This is just lovely, isn’t it?
That’s their description of Corbynomics (although, only after they praise its motives). To reach their conclusions they say:
The £120 billion in missing tax revenues—which is about four times the government’s own estimate—comes from a report by Tax Research, a pressure group. Even if the figure is to be believed—which requires a leap of faith, since the report does not explain its calculations fully—Mr Corbyn’s proposed remedies are wanting. Britain already has one of the smallest shadow economies in the rich world; stopping cash-in-hand payments entirely is impossible (and even if it were not, the extra tax burden would crush some of the economic activity that generates this untaxed income). The Corbyn manifesto vaguely pledges “a proper anti-avoidance rule”.
I think they should read my report on this issue, which explains where every figure comes from, and a wide range of solutions. To be blunt, The Economist made its claims up. And that’s the kindest thing I can say about their claims.
So the Economist echoes (not because I said it, but just because it’s so damn obvious) something I’ve been saying for years. There always will be both a grey and black economy. And all one can do is reduce the size of it, not eliminate it. And Britain has done more than just about anyone else to do so: there’s not much more that can be done.

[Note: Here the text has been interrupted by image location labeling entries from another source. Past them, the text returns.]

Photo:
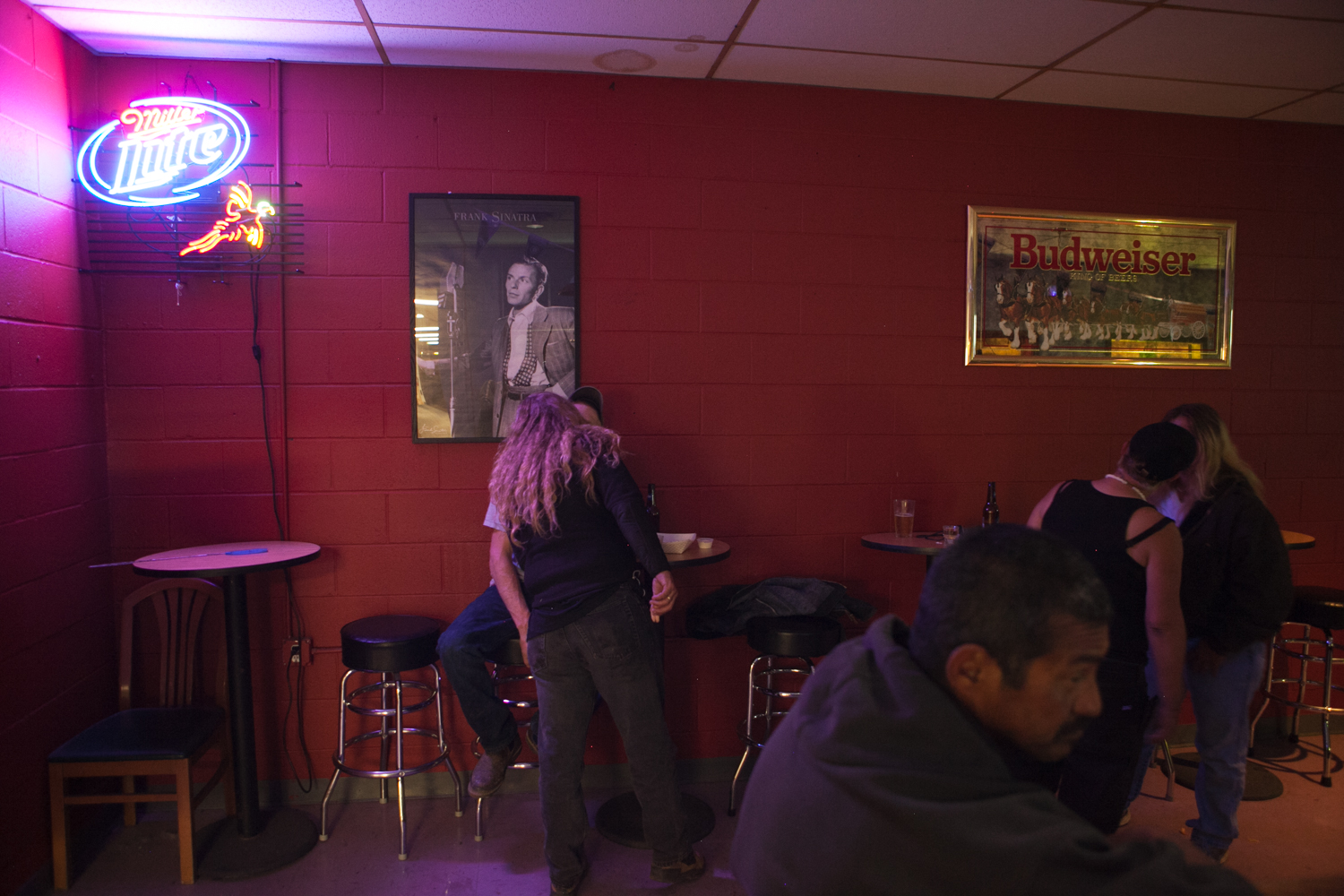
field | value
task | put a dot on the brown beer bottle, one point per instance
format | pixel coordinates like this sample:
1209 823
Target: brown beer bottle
650 506
991 513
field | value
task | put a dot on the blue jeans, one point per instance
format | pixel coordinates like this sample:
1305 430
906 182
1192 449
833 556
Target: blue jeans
481 629
1222 702
612 651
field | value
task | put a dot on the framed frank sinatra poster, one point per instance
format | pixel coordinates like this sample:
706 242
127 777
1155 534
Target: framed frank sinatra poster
1069 288
495 298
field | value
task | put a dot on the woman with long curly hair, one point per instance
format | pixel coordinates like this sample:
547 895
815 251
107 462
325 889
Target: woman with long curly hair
1236 589
577 527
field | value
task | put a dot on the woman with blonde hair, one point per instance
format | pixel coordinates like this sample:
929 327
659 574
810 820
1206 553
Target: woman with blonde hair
1236 590
575 522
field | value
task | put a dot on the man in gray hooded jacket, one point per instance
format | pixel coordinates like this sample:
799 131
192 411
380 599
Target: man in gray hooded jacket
910 762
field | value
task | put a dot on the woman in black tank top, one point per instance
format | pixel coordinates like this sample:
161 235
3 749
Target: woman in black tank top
1137 555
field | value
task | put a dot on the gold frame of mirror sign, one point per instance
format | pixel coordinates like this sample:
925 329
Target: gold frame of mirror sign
1097 290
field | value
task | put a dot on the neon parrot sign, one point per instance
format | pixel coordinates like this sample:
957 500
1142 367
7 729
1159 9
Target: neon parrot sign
163 151
233 228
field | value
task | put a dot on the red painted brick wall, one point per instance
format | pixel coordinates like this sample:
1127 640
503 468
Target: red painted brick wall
58 645
771 303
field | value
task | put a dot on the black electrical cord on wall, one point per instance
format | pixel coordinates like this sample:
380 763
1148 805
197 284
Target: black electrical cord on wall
293 705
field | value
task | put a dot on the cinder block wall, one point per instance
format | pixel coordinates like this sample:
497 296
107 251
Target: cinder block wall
56 654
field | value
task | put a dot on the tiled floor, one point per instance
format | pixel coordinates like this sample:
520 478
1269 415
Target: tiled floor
1289 847
445 860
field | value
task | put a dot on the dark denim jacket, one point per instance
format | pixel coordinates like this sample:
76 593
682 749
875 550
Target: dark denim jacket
726 611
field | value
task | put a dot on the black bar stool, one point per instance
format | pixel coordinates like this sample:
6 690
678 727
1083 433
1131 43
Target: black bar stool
1314 607
507 670
387 646
784 643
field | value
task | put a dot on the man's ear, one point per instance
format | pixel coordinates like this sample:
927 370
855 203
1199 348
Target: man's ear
972 675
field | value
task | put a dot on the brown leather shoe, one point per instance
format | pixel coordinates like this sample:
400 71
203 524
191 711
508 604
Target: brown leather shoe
685 871
491 769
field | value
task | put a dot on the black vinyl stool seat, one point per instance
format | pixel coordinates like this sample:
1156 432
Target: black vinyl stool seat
1314 607
387 646
390 643
785 645
507 672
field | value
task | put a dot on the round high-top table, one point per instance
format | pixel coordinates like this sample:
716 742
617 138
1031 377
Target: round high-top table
926 543
620 818
258 842
1296 540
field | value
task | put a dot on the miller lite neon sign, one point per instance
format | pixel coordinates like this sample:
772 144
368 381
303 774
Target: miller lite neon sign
161 151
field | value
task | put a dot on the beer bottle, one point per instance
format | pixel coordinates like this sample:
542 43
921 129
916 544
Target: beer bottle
991 513
650 506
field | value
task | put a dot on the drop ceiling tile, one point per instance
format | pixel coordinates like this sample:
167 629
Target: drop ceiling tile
1215 46
201 38
868 73
304 10
1032 34
1150 94
1314 8
679 19
1322 109
537 51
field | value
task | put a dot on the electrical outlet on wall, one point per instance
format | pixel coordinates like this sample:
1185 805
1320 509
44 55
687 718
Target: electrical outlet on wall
300 651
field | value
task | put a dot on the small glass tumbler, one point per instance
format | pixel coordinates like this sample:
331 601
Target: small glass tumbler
903 514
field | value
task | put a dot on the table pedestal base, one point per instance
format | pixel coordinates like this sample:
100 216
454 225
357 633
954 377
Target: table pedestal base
285 837
621 820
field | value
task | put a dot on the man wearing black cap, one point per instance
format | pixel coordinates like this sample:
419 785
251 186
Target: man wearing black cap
478 633
1137 555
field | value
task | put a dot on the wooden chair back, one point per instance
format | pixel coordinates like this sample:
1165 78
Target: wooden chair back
179 606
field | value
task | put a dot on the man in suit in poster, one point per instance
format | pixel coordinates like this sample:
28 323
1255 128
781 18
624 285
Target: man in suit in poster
532 347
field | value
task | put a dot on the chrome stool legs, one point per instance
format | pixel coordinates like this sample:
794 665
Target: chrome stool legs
755 728
1304 657
392 732
510 659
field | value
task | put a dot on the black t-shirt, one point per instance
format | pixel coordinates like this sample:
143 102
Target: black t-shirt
1096 524
594 549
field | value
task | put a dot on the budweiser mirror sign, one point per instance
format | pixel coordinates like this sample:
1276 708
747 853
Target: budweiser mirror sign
1069 288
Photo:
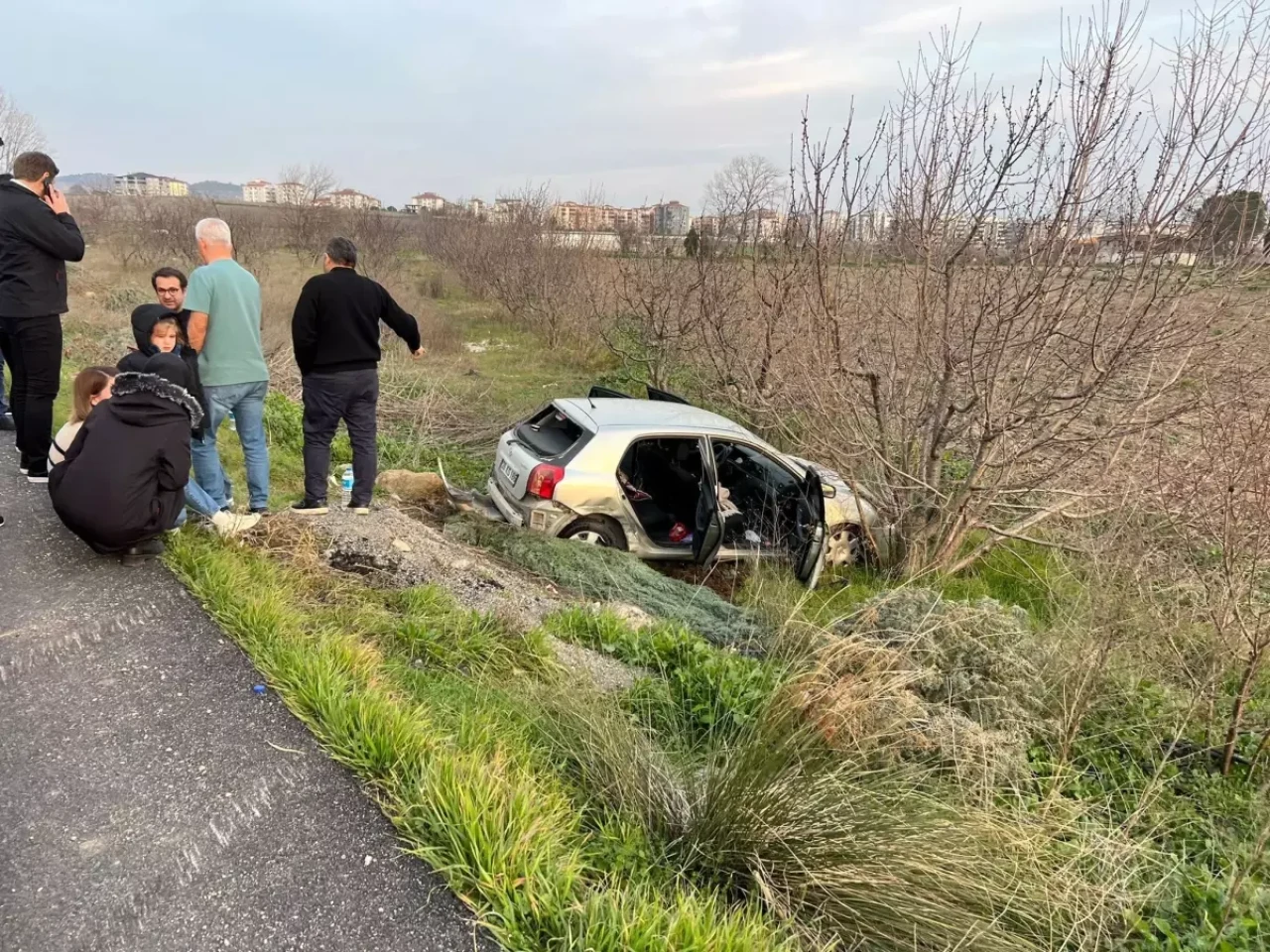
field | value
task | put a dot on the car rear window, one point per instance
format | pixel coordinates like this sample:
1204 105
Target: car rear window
549 433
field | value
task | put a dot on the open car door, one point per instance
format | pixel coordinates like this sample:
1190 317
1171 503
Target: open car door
707 532
597 391
811 539
666 397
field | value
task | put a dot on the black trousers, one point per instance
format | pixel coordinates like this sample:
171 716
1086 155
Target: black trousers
33 349
350 397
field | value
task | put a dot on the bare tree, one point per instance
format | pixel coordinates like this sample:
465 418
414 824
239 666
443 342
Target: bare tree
1214 488
515 258
19 131
1035 311
738 193
305 223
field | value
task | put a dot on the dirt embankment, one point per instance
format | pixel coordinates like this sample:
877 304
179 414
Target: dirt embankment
391 548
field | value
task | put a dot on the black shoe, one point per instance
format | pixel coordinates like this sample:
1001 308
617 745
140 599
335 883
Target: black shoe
137 553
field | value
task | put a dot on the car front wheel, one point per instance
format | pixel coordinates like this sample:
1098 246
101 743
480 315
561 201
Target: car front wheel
597 531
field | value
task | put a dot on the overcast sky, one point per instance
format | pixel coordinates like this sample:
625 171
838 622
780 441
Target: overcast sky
639 98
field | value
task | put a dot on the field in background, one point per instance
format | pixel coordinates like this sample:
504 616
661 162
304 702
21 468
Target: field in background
1078 724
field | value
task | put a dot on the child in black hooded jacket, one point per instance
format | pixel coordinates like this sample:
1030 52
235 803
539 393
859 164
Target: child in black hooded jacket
158 331
122 483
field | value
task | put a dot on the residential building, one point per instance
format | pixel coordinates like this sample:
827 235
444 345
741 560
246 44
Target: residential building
507 208
349 198
146 185
291 193
259 191
671 218
574 216
427 202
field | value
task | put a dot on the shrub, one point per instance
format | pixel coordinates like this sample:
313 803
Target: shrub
913 673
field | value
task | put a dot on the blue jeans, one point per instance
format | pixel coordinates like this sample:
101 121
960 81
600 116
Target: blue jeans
246 403
198 500
4 405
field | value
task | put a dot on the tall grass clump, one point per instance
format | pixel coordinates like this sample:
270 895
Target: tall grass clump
873 860
608 575
698 693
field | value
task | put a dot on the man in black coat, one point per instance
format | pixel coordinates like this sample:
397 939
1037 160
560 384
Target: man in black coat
335 334
122 483
37 238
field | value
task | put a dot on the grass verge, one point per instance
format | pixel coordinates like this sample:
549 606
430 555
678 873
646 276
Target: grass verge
452 763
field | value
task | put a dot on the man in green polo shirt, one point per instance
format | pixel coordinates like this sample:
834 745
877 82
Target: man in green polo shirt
223 303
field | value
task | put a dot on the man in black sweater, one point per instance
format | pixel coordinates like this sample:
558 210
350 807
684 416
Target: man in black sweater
37 238
335 335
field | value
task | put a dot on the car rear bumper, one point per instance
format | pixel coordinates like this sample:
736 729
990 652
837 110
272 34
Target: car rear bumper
509 512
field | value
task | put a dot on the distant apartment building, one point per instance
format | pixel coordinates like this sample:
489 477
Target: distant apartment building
668 218
349 198
145 185
507 209
671 218
259 191
291 193
427 202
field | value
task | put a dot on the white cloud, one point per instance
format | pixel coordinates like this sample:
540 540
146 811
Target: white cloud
969 14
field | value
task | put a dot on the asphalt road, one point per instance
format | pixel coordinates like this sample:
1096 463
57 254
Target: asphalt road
150 800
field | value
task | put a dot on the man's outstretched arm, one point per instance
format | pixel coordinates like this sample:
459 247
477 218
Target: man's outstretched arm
402 322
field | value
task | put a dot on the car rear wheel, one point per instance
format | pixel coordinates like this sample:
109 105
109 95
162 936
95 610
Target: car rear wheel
846 546
597 531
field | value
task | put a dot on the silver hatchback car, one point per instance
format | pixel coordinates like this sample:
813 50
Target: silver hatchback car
671 481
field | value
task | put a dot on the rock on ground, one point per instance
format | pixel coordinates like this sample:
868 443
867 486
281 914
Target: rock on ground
391 548
395 549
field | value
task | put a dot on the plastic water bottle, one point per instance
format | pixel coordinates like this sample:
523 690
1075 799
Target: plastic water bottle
345 486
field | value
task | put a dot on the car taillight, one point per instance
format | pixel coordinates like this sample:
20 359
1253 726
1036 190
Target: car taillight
543 480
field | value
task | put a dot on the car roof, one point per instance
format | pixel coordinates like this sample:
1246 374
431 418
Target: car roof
607 413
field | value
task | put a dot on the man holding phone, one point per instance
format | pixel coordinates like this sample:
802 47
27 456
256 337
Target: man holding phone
37 238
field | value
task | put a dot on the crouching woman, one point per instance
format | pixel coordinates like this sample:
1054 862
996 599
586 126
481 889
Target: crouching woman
122 483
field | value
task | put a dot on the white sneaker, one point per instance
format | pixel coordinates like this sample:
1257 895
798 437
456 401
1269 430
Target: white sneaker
234 525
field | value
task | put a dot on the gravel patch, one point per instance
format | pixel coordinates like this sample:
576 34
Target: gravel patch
606 674
394 549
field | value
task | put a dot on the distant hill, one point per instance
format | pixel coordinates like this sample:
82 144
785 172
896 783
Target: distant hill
89 181
217 189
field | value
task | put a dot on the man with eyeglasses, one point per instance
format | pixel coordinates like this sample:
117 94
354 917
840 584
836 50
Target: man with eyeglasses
169 286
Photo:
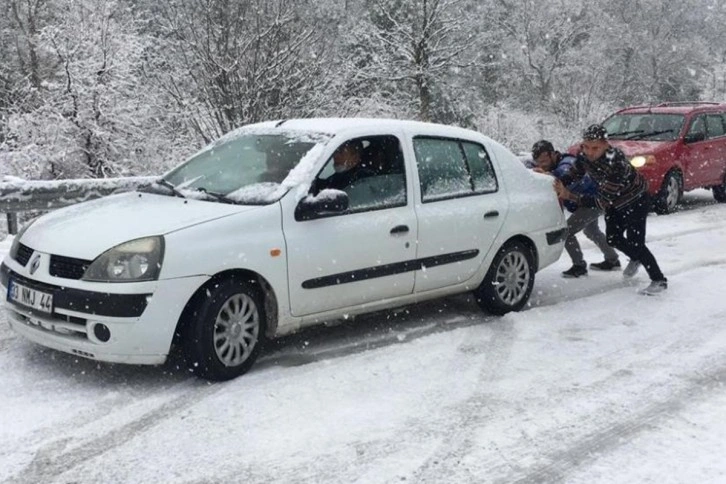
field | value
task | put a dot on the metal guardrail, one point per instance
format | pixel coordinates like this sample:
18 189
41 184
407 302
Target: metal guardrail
17 196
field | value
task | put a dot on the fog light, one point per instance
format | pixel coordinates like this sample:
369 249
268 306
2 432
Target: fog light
101 332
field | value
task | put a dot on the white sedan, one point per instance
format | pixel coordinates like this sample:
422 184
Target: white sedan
277 226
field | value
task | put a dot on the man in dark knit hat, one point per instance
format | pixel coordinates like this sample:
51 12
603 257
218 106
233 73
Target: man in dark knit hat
584 219
622 194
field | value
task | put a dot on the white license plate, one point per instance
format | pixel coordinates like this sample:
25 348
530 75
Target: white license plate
42 301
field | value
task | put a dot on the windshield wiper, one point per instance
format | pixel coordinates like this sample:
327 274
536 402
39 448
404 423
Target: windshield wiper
174 190
654 133
217 196
623 133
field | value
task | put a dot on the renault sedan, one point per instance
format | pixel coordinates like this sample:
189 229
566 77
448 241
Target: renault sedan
277 226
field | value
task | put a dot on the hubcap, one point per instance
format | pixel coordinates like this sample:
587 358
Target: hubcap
512 278
236 330
672 196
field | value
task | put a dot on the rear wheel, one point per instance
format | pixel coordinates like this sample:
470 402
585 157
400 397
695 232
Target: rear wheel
226 331
719 191
670 194
509 281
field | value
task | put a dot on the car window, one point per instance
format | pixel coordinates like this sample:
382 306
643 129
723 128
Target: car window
442 168
714 125
248 168
698 126
644 126
482 171
375 180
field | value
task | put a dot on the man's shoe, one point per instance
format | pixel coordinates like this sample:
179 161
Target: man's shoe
655 287
631 269
606 265
575 271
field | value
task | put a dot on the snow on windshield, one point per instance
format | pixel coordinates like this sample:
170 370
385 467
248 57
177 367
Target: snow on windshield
253 165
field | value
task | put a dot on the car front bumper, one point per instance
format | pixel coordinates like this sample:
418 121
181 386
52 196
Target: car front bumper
134 326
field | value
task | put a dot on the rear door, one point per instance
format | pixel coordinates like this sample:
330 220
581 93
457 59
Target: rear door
716 162
697 155
460 207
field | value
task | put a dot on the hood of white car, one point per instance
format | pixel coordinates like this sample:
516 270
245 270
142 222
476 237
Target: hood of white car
86 230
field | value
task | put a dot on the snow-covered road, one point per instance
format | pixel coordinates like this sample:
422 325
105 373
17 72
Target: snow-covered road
594 383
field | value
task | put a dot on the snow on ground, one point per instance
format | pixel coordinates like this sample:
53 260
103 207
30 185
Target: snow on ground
594 383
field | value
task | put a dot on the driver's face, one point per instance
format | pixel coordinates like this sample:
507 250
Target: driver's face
345 158
546 161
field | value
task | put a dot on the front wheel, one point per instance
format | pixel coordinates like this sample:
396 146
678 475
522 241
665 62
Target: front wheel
226 331
509 281
670 194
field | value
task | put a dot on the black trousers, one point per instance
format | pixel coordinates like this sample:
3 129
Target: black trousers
625 230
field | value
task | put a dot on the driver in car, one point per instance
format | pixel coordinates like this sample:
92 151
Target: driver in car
348 166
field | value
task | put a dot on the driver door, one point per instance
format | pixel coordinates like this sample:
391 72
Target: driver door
362 254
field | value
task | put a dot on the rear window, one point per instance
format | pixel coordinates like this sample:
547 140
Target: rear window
714 125
644 126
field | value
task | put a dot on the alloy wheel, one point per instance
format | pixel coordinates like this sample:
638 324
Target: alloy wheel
512 278
236 330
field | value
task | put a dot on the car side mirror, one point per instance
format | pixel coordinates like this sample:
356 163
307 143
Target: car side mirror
694 137
325 204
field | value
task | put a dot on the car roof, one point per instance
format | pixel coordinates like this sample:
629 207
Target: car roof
675 108
335 126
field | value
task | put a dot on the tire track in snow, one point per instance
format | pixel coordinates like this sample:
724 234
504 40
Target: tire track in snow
52 460
591 446
475 412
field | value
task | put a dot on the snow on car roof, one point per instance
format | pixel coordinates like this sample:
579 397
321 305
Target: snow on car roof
673 108
335 126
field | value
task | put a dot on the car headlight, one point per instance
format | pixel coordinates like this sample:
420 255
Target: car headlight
133 261
16 241
641 161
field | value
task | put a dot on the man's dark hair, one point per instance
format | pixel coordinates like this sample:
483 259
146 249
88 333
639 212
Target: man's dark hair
542 146
595 132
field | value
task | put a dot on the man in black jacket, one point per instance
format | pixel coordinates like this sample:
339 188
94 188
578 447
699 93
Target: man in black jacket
622 194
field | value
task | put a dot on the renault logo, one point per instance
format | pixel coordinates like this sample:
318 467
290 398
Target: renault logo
35 264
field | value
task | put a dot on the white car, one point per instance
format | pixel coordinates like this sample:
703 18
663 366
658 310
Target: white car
257 236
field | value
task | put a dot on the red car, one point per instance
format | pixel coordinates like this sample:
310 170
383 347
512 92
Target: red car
676 146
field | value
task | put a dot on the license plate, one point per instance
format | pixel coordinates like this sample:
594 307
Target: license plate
26 296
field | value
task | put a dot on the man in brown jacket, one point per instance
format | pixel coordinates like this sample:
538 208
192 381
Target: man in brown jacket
622 194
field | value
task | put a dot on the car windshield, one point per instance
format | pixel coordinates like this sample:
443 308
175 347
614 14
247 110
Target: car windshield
645 126
244 168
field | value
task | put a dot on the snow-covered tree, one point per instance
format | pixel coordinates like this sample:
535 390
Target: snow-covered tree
242 61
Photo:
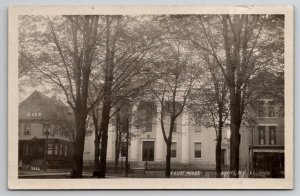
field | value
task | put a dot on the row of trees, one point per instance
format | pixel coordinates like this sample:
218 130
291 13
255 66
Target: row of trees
209 65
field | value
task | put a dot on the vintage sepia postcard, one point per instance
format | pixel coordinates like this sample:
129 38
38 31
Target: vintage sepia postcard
150 97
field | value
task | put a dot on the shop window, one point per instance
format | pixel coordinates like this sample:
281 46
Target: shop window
27 129
272 134
123 149
271 109
148 151
50 148
197 150
261 135
173 149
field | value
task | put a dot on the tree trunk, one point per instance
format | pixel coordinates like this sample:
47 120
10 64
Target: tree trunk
219 152
127 148
104 130
117 146
96 141
168 160
107 92
96 155
79 143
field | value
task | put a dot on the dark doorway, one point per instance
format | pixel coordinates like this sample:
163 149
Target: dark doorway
223 152
148 151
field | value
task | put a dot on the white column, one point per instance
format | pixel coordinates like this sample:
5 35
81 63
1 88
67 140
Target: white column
185 138
159 142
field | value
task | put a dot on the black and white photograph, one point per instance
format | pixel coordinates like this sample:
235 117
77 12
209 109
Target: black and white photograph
151 97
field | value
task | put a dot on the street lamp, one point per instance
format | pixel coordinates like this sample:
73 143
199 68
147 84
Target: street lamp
46 131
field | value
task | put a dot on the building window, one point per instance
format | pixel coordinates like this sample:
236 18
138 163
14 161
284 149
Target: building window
272 134
66 150
50 147
148 151
148 123
27 128
261 135
123 149
197 128
26 150
56 149
261 109
175 126
60 150
271 109
173 150
197 150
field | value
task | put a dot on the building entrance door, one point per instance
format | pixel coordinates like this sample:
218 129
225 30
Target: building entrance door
148 151
223 152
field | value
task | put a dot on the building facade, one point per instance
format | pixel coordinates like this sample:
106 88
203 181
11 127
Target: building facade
262 147
45 125
193 145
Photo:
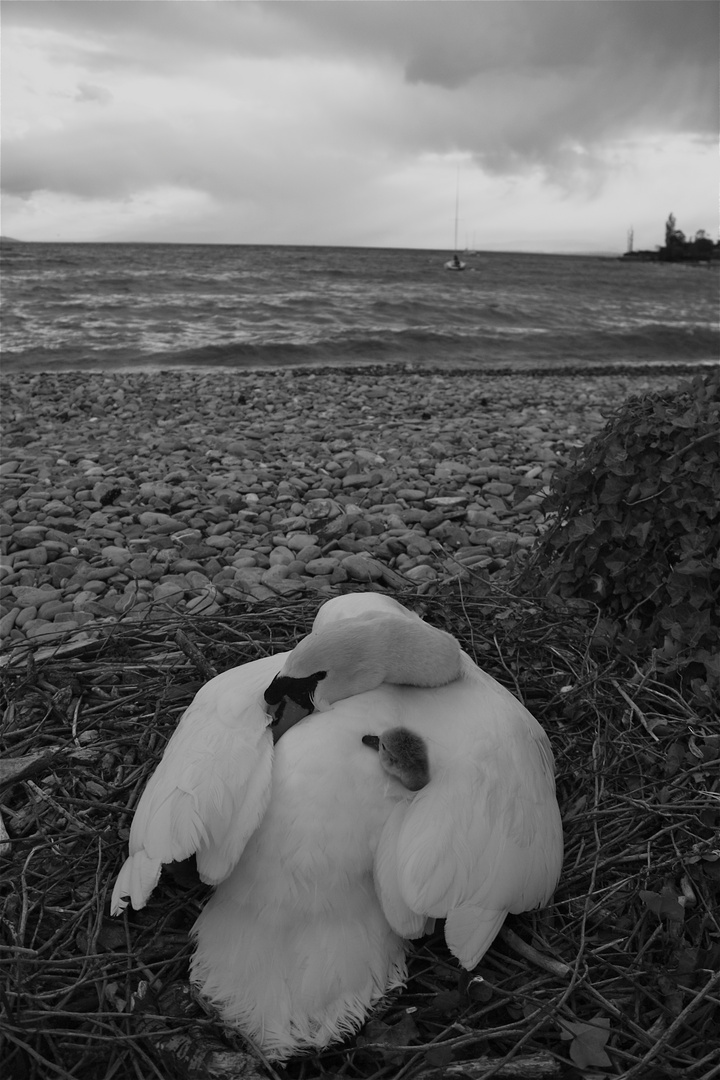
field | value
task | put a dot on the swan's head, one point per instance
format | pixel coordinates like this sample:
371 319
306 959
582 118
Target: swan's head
356 655
404 755
327 665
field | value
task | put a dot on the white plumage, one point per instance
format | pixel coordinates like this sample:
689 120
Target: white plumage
310 929
212 786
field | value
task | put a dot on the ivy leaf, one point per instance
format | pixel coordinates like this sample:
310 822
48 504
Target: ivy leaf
588 1041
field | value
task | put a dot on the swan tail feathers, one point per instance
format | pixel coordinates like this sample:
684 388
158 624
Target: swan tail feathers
138 876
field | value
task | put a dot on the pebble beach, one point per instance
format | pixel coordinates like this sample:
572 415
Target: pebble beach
143 496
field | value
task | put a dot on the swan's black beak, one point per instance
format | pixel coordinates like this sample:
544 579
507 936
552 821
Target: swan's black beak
289 700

And, as I’ve also said, Ritchie is entirely ignoring the most basic thing we know about tax: taxing something means that we get less of it. And that applies in spades to that grey market activity. In very large part people are only partaking in the grey market simply because the tax wedge, if applied, would mean that no one would undertake that activity. The moment you start applying the full VAT whack plus income tax and double NI to window cleaning people stop doing it (purely as an example).
There just ain’t that £80 billion there to be captured, even if he is right about the size of the grey and black economies.
And do note how he entirely ignores the point that they actually make. Such a surprise, eh?